"Un giramento di testa e l'ho lasciato cadere, soffro di schizofrenia ma loro non lo sapevano", i verbali completi di Cannio

“Ad un tratto l’ho preso in braccio e sono uscito fuori al balcone …. giunto all’esterno con il bambino tra le braccia mi sono sporto e ho lasciato cadere il piccolo.

Ho immediatamente udito delle urla provenire dal basso e mi sono spaventato consapevole di essere la causa di quello che stava accadendo…”. Sono parole da brividi quelle pronunciate da Mariano Cannio, il 38enne accusato dell’omicidio del piccolo Samuele, precipitato nel vuoto venerdì scorso a Napoli, mentre rendeva sommarie informazioni: “Sono fuggito a casa e – ha poi aggiunto – sono andato a mangiare una pizza nella Sanità”

Emergono ulteriori dettagli dal racconto che Mario Cannio ha fornito nel corso dell’interrogatorio ieri durante l’udienza di convalida del fermo.  «Ho preso in braccio Samuele perché con una sedia è salito vicino la cucina, dopo di che mentre avevo Samuele in braccio ho spostato la sedia con un piede, non ricordo con precisione quale sedia della cucina fosse. Mentre avevo in braccio Samuele gli ho parlato e lui mi ha detto che dopo sarebbe andato a giocare a calcio e io gli ho raccomandato di fare gol. Dopo poco tempo sono uscito fuori al balcone, avendo sempre il piccolo in braccio, e appena uscito in prossimità della ringhiera ho avuto un capogiro. Mi sono affacciato dal balcone mentre avevo il bambino in braccio perché udivo delle voci provenire da sotto, a questo punto lasciavo cadere il bambino di sotto. L’ho fatto perché in quel momento ho avuto un capogiro». Insomma, stando alle parole di Cannio si sarebbe trattato di una sorta di incidente non volontario, un gesto inconscio non voluto o comunque non premeditato.
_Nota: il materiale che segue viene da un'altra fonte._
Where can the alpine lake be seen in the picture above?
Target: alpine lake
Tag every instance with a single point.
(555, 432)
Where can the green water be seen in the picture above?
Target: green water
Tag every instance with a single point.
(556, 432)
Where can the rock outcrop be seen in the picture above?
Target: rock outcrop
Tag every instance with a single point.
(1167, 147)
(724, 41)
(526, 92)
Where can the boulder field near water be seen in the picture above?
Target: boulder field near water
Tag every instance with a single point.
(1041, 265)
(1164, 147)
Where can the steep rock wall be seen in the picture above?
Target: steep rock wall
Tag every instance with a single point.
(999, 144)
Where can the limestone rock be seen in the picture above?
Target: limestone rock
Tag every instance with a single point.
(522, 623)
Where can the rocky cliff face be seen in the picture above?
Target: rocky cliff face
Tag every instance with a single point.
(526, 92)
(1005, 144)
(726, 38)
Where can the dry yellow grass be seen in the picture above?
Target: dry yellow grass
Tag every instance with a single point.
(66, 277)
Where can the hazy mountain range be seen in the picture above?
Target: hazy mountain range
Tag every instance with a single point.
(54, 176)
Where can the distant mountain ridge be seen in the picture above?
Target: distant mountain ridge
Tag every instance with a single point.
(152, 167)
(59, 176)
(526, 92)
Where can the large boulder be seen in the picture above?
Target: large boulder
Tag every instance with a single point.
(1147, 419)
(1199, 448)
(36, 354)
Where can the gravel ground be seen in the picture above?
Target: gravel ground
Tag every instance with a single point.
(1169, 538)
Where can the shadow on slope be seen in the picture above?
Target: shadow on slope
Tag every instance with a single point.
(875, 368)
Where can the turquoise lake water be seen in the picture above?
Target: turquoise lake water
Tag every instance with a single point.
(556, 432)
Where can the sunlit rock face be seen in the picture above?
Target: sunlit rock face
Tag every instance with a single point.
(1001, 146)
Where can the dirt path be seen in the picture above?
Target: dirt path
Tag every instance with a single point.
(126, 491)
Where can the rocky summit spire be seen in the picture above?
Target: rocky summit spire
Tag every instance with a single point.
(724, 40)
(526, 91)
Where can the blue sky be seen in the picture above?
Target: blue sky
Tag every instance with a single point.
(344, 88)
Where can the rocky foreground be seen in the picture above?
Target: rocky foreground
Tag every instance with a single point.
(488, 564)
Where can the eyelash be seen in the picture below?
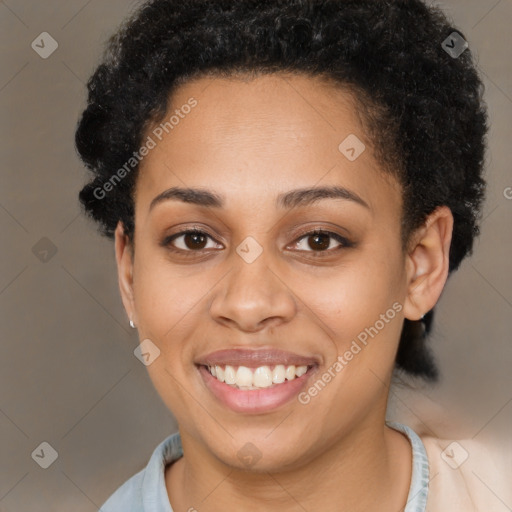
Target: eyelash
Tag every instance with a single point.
(194, 231)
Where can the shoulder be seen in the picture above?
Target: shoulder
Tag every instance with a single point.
(464, 477)
(128, 497)
(146, 489)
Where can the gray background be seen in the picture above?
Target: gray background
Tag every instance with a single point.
(68, 375)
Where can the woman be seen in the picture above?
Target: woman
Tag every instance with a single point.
(288, 185)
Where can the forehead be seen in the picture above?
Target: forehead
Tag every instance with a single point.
(259, 136)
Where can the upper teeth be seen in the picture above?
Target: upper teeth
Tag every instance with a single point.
(255, 378)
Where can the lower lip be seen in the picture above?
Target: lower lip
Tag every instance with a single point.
(255, 400)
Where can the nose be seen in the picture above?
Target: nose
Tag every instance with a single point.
(253, 296)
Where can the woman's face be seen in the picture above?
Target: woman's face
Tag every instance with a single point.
(256, 281)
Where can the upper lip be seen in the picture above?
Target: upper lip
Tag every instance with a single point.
(253, 358)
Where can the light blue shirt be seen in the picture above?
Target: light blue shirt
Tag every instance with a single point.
(146, 492)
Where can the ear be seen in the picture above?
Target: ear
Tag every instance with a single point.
(124, 259)
(427, 263)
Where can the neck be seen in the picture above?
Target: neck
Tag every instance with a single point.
(369, 469)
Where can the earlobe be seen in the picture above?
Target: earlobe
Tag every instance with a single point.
(428, 263)
(124, 259)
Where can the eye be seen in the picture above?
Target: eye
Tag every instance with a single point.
(320, 240)
(193, 241)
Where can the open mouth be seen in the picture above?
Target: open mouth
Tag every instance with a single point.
(255, 390)
(262, 377)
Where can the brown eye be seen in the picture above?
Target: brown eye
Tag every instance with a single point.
(319, 241)
(192, 241)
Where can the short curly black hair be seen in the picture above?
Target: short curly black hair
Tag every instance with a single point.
(422, 105)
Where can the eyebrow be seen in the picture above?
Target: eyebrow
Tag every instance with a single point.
(292, 199)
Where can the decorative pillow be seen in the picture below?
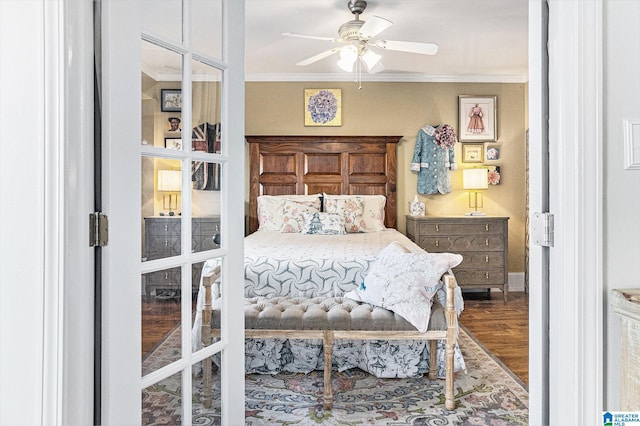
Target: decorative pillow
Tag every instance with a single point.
(293, 215)
(323, 224)
(350, 208)
(405, 283)
(370, 219)
(270, 209)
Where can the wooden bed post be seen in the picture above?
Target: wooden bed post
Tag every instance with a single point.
(452, 335)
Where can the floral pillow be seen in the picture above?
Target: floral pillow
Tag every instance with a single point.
(369, 219)
(270, 209)
(323, 224)
(350, 208)
(405, 283)
(293, 214)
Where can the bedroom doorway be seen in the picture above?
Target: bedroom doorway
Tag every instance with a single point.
(169, 115)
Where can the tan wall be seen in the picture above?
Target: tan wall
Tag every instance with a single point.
(402, 109)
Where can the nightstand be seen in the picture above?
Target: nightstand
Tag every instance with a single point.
(481, 240)
(162, 237)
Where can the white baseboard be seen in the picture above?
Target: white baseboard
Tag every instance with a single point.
(516, 282)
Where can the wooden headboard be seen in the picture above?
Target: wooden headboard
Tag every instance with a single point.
(353, 165)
La pizza e il caffè dopo la tragedia

 «Dopo che ho fatto cadere Samuele non mi sono nemmeno affacciato perché ho avuto paura, infatti mi sentivo in colpa per quello che era accaduto essendo consapevole di esserne la causa. Appena ho udito le urla provenire da sotto sono scappato e mi sono diretto nel vicino quartiere Sanità dove ho mangiato una pizza, infatti avevo una fame nervosa scaturita dalla paura. Dopo aver mangiato la pizza verso le 13,30 circa, sono tornato a casa e mi sono messo sul letto a riposare, dopo un poso sono sceso nuovamente e ho raggiunto via Duomo dove a un bar ho bevuto un cappuccino e mangiato un cornetto. Ho fatto poi ritorno a casa dove sono stato trovato dai poliziotti. Voglio precisare che avevo sempre addosso gli abiti di quando ero a fare le pulizie a casa Gargiulo».

Cannio ha raccontato di essere in cura al centro di igiene mentale di via Santa Maria Antesaecula: “Vengo seguito dal dottor Tuccillo che mi ha riferito che sono affetto da schizofrenia. Il dottore mi ha prescritto una cura che prevede un’iniezione al mese del farmaco Xeplion 100 che faccio al centro di igiene mentale. Questo mese mi è stata somministrata la dose prevista. Non ho detto alla famiglia Gargiulo che ero in cura presso il centro, tantomeno che soffrivo di schizofrenia».

Samuele domestico: la testimonianza del vicino  

L’uomo si trova ora nel carcere di Poggioreale, dopo le ultime dichiarazioni il gip che si occupa del caso ha convalidato ieri il suo fermo. L’uomo si trova nel reparto dei pazienti affetti da problemi psichici. L’ipotesi è che la difesa chieda quanto prima una consulenza psichiatrica per attestare l’insanità mentale del loro assistito. Anche per questo motivo nella convalida firmata dal gip si legge come il movente “non può dirsi allo stato pienamente accertato.” Arrivano anche le testimonianze di un vicino che avrebbe assistito all’intero accaduto. “Non mi ricordo l’ora esatta. Mi trovavo lì fuori come tutti i giorni e all’improvviso abbiamo visto questo bambino che cadeva. Lui stava fuori al balcone con il bambino. È precipitato giù. C’era sangue dappertutto e non si è capito più niente.”